During the 1960s, working with other writers, Janke developed scenarios and screen-plays for the DEFA. He was heavily involved with the much acclaimed film, Goya or the Hard Way to Enlightenment ("Goya – oder der arge Weg der Erkenntnis") (1971). However, out of regard for his record of "political activism", recognition that came his way remained unpublicized.
In 1972 his official recognition as a Victim of the Nazi regime (Verfolgter des Naziregimes / VdN) was reinstated, and he was accepted back into the ruling SED. However, his autobiographical coloured scenes from his "Journey to Gandesa" about his experiences of the Battle of the Ebro during the Spanish Civil War remained unfilmed, and he terminated his contract with DEFA in 1973, having retired from it in 1972.[1]
During the 1980s Janka wrote articles, traveled several times to West Germany and gave lectures about his experiences in the Spanish Civil War.
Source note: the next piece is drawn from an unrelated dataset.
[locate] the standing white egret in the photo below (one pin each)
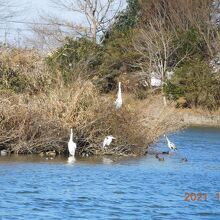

Finally, barely more than six months before the fall of the Berlin wall, on 1 May 1989 he was awarded the Patriotic Order of Merit (Gold/first class) "in recognition of outstanding services to the creation and development of socialist society in the German Democratic Republic".[13]
As the end of the German Democratic Republic approached, Janka's memoir of his 1956 arrest and subsequent imprisonment was published, in October 1989, by Rowohlt Verlag under the wry title "Difficulties with the truth" ("Schwierigkeiten mit der Wahrheit").[12] Walter Janka suddenly found himself very popular. As German reunification appeared unstoppable, on 4 and 5 January 1990 the Supreme Court met in open session and annulled their 1957 judgement against him. At the same time a legal and journalistic dispute flared between Janka and Wolfgang Harich about the details of those 1957 show trials.[14]
Janka's contribution to dramaturgy received recognition in the form of the Heinrich Greif Prize in 1990.
On 16 December 1989 Janka was a member of the presidium at the Special Party Congress of the SED (then in the process of transforming itself into the PDS / Party of Democratic Socialism / Partei des Demokratischen Sozialismus) held in Berlin at the Dynamo Sports Hall.
In 1990 he was a member of the "Council of Elders" of the new PDS, but he soon became disappointed with this, and quit.[8]
Walter Janka died in March 1994 in Kleinmachnow and is buried there in the Waldfriedhof (Cemetery in the woods).[15]